Михаил поехал не по деревне — болотницей: хуже всякой пытки проезжать сейчас мимо Варвариного дома.
3
… Что такое? С задворок, от воротец вся семья бежит к нему навстречу: матерь, Лизка, Татьяна… Однако Федюхи не видно. Может, с ним, с бандитом, какая беда стряслась?
— Ну, слава богу, дождались, — запричитала мать. — А малого-то не видел?
Михаил терпеть не мог паники. Он завернул лошадей на лужайке возле воротец — тут всегда стоят у него в страду косилка и жатка, когда он дома, — слез с сиденья и только тогда спросил:
— Чего у вас? Где я должен видеть малого?
— Миша! Миша! — со слезами бросилась к нему Лиза. — Татя болен. Мы за тобой только что Федюху верхом послали… По деревне поскакал…
Вот теперь уже кое-что ясно.
— Где он? — спросил четко.
— Татя-то? Да на Синельге, у своей избы… Один… Который уж день…
— Порато, порато болен. Иван Митриевич только вот приехал…
Михаил с яростью зыркнул на сестру, на мать: всегда вот так! Начнут молотить обе сразу — ни черта не поймешь.

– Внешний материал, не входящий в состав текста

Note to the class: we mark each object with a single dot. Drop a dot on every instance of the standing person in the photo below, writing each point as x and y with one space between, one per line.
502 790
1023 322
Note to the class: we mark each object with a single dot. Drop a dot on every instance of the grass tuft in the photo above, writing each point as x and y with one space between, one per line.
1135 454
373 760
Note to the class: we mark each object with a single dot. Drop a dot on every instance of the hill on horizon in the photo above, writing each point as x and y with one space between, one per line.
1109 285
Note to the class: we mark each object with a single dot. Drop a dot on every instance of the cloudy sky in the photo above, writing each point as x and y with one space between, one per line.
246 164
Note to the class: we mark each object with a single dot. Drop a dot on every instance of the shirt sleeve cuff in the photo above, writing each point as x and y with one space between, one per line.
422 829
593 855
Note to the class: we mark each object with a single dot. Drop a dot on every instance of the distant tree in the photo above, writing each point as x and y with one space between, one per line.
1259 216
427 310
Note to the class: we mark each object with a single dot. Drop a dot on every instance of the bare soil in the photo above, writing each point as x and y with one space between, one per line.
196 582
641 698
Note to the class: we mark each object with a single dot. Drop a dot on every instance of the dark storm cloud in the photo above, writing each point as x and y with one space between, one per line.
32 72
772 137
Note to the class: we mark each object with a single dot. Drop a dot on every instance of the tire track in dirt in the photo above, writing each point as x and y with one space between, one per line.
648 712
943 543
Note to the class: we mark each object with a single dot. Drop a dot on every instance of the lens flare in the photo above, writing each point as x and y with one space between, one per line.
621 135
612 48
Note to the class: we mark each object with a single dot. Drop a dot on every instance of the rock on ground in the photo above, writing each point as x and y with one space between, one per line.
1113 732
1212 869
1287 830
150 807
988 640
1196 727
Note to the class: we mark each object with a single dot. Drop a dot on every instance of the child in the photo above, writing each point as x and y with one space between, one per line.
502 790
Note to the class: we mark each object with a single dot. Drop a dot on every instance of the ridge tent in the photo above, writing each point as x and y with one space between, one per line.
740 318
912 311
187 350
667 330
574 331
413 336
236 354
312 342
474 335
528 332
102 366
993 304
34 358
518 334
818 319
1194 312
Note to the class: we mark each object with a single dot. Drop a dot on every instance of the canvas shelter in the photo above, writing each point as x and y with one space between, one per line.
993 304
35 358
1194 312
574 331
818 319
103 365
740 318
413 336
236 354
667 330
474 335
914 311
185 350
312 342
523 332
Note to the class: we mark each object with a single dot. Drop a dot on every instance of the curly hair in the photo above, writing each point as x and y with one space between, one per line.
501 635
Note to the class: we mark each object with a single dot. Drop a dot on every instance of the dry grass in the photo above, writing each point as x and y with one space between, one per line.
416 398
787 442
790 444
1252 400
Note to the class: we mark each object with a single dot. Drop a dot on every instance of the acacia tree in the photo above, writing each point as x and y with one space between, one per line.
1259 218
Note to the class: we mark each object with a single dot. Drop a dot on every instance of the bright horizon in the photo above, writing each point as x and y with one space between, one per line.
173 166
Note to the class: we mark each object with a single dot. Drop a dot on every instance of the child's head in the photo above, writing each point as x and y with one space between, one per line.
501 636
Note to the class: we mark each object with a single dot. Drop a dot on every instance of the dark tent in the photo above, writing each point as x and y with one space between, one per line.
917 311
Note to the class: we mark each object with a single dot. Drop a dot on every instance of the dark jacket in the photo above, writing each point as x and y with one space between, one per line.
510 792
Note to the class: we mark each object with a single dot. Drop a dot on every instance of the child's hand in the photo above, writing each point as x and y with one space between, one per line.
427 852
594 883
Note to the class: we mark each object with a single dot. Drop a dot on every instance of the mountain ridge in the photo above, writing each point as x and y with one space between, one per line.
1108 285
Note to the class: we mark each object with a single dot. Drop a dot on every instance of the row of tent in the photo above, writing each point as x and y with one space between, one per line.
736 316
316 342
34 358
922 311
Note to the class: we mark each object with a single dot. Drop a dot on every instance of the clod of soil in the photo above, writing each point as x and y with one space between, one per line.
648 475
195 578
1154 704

Полную ясность, как всегда, внесла Татьяна — даром что девчонка:
— Иван Дмитриевич только что с Синельги приехал. Приезжаю, говорит, к избе — где старик? А старик в сенцах лежит — пошевелиться не может. Левая половина отпала. Дак я, говорит, в избу затащил, а теперь пускай Михаил за ним едет…
Михаил все-таки ничего не понимал: почему старик на Синельге? Как туда попал?
— Я, я виновата… — зарыдала Лиза. — Ведь я-то знала, что его нельзя было отпускать…
— А раз знала, дак за каким дьяволом отпустила?
— Да как не отпустишь-то? Тот письмо прислал — мы с татей с ума сошли…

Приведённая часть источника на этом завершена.